Well, my first visit to a Quaker meeting dispelled those notions very quickly, and in short time I became a regular attender, and could find very few First Days I was not able to attend in order to be at some other factional services instead, including a Catholic Worker enclave right there in my little village, one that ignored and was ignored by the local regulation Roman Catholics.
So, I got hooked quickly at the Friends meeting for worship, housed in an old, one-room schoolhouse, feeling that this was something that my heart and spirit had long longed for, without my knowing it. It spoke to me. I felt so at ease from that first visit, at which I even dared to speak, falling immediately into the fluctuations of contemplative silence and shared verbalizations, and the lack of a distinct agenda or managed service of worship.
But there was one thing that I had found disturbing, and that was the appearance at the meeting of a dog—a small, dark cocker spaniel, if memory serves me right—who shared a name with the county: Dutchess—or perhaps she was Duchess. What was a dog doing inside a house of worship? Despite having long considered myself an iconoclast, and open-minded . . . a dog? This was a step that I took as sacreligious, or at minimum, incongruous.
Although I had always been warmly welcomed and included there as a newcomer, an "outsider," I never took this issue up with anyone, and if the meeting showed lack of concern about this, who was I to throw in a monkey wrench?

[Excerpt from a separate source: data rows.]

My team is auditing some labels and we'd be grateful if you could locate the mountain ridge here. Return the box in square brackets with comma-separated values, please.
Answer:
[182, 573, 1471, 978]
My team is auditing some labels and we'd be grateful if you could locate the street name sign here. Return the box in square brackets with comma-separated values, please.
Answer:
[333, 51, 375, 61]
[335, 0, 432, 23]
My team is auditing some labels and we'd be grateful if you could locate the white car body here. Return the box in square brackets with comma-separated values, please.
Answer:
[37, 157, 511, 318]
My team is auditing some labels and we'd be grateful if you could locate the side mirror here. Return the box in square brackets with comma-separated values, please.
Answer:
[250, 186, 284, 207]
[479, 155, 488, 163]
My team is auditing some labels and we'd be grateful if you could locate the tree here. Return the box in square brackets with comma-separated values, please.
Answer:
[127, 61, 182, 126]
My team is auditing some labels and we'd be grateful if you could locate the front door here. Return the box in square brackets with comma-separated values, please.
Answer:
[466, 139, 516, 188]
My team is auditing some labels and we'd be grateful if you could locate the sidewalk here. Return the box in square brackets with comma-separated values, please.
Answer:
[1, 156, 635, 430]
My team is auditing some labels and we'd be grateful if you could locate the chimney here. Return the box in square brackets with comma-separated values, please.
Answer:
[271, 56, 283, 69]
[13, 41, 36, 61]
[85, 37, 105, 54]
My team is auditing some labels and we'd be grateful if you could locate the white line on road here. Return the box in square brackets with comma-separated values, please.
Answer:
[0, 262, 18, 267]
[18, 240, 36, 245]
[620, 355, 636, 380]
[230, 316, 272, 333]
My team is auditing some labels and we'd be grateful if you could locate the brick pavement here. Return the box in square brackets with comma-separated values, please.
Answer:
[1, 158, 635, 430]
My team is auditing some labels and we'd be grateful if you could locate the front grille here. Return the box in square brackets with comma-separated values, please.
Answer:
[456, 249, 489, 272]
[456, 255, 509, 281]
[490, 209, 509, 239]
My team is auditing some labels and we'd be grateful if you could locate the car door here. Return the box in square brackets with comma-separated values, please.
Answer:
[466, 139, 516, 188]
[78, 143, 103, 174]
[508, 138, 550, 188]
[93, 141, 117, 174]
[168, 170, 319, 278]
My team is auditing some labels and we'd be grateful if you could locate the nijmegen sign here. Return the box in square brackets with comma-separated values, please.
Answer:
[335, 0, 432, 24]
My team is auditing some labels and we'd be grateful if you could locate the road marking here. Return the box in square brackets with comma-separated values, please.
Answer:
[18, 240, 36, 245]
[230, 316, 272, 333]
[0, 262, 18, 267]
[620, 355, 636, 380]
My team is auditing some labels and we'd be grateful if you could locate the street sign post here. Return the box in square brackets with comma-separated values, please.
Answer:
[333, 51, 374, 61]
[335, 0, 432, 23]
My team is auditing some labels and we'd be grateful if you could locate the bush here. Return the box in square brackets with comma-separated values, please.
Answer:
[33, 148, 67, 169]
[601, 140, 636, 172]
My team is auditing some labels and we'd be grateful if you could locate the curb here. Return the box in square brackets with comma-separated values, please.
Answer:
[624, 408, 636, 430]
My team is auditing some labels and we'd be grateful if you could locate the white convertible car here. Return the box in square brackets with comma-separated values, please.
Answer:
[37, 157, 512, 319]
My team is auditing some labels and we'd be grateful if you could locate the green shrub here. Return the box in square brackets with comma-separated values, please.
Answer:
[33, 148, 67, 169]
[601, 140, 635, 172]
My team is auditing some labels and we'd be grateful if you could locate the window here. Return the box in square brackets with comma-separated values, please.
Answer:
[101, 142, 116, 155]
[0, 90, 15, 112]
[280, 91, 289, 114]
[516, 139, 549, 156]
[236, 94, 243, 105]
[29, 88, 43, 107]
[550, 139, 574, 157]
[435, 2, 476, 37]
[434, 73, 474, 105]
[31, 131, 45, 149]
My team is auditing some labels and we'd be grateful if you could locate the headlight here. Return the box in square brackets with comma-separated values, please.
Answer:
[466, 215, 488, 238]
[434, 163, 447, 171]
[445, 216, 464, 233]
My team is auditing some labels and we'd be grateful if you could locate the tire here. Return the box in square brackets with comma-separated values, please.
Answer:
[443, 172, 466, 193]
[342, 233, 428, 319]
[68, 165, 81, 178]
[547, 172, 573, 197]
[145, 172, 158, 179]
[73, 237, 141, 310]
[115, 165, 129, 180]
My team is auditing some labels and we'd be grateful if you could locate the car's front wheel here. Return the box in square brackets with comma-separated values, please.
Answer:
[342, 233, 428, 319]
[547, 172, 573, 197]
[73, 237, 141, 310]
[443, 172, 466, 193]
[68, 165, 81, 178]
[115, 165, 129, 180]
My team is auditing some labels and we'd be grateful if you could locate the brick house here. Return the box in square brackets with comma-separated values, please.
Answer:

I don’t now recall if it came to me in a flash of enlightenment, or little by little, but I did come to realize that Duchess played a very big role at the meeting. She was, in a way, the minister, the pastor. While the rest of us had a verbal and intellectual communion with one another, it was Dutchess, by going around from person to person to nudge or lick and be petted, who made the physical communion amongst the rest of us. She was the conductor of our physical contact, which we humans didn’t really make.
I had almost ascribed "spiritual contact" as one of the human attributes for our communion, but then what do we know of a dog’s spirituality? As another worship/contemplative group would have it: "Does a dog have a Buddha nature?"